Tatsache ist, dass Napoleon Zwangsbündnisse geschlossen hatte, mit den deutschen Fürsten, aber auch mit dem Habsburger-Kaiser, der schließlich sein Schwiegervater war, und mit den Preußen (so dass etwa die Hälfte des Heeres, das für ihn in Russland kämpfte, nicht aus Franzosen, sondern aus widerstrebenden „Bündnis“-Armeen bestand). Die Ereignisse in der ersten Hälfte des Jahre 1813 bestanden nun in hektischen Aktivitäten nicht zuletzt der Russen, alle „Verbündeten“ Napoleons von ihm abzuziehen und in vereinter Kraft gegen ihn zu lenken.

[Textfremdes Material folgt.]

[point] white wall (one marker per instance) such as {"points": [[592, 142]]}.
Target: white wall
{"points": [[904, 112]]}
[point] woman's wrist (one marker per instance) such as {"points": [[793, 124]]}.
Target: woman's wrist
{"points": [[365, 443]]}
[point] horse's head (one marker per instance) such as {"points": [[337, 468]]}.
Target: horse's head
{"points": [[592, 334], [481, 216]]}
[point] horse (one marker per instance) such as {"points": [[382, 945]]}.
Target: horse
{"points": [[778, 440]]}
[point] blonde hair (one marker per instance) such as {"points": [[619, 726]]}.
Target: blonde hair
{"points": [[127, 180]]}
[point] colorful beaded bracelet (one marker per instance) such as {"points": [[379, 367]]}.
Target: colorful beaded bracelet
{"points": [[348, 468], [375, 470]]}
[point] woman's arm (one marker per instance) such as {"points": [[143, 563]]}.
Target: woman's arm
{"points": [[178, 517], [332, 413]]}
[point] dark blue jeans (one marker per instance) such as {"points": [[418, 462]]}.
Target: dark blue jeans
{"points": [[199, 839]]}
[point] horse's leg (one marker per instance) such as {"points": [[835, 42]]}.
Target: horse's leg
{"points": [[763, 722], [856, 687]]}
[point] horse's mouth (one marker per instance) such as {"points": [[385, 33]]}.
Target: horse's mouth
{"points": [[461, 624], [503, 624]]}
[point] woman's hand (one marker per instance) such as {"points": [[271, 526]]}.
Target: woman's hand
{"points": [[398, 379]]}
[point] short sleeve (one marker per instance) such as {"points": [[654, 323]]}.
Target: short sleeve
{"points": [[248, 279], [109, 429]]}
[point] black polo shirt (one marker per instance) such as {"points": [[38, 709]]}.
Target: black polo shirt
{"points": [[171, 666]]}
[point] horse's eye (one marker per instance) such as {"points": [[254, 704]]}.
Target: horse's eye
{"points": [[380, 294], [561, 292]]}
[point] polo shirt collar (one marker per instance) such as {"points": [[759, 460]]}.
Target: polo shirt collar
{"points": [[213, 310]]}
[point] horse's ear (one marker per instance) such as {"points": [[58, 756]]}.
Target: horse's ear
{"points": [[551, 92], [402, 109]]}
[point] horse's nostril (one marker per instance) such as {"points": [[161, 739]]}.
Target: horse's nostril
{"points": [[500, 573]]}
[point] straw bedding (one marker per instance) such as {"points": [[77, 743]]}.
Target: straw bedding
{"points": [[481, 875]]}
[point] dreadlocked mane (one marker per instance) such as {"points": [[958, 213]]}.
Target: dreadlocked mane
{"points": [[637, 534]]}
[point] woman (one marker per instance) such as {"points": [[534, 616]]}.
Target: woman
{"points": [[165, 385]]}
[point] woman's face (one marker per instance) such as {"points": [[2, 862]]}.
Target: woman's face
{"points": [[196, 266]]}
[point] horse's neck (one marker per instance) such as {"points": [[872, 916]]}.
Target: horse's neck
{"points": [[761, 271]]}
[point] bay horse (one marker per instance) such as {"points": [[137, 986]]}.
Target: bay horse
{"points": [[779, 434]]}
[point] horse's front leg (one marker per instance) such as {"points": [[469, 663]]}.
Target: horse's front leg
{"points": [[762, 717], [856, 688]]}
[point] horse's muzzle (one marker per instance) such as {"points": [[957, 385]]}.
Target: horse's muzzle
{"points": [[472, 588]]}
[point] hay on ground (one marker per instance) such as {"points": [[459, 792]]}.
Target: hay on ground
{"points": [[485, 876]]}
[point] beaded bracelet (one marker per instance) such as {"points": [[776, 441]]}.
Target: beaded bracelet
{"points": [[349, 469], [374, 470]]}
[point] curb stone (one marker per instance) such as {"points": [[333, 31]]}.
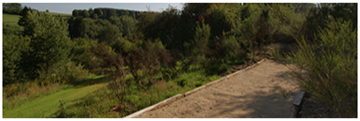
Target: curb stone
{"points": [[295, 108], [179, 96]]}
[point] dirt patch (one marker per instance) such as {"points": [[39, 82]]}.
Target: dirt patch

Das war ein – wie auch der Autor zugibt – in vielen Dingen kaum mehr zu durchschauender diplomatischer Tanz, ein ewiges Abwägen von Für und Wider (schließlich wurden ja auch Verträge gebrochen), ein Hin und Her von Versprechungen und Zusagen, kurz, ein Verhandlungs-Parcours ohnegleichen.
Das Ende ist bekannt – die Völkerschlacht bei Leipzig im Oktober 1813, bei der Napoleon dann alleine gegen den „Rest der Welt“ stand und unterlag. Besonders interessant ist die Schilderung, wie er danach monatelang noch glaubte, sich persönlich halten und gar Bedingungen diktieren zu können, bis er sich endlich zur Abdankung bereit fand und nach Elba ging. Wobei der Autor auch schildert, dass die Rückkehr der Bourbonen, dass vor allem die von jedermann verachtete Figur von Louis XVIII., für Frankreich keine „Lösung“ der „Nachnapoleonischen“ Epoche brachte, so dass Napoleon die Wiederkehr tatsächlich riskieren konnte – wenn auch die „Hundert Tage“ 1815 (die der Autor nur noch kursorisch betrachtet) keinen Sinn machten und mit dem endgültigen Untergang bei Waterloo endeten.
Um die Fäden, mit denen er sein Buch gewebt hat, wieder zusammen zu führen, schildert der Autor am Ende in Kurzform die weiteren Schicksale aller Beteiligter: Es waren teils tragische, teils durchaus erfolgreiche Leben, die in Ruhe beendet wurden (wie jenes von Metternich, der nach 1848 nach Österreich zurückkehrte und dort unbehelligt starb). Wie unglaublich turbulent es davor zugegangen war, das konnte man auf gut 400 Seiten nachlesen, wo vor allem diplomatische Verfilzungen so lesbar gemacht wurden wie möglich.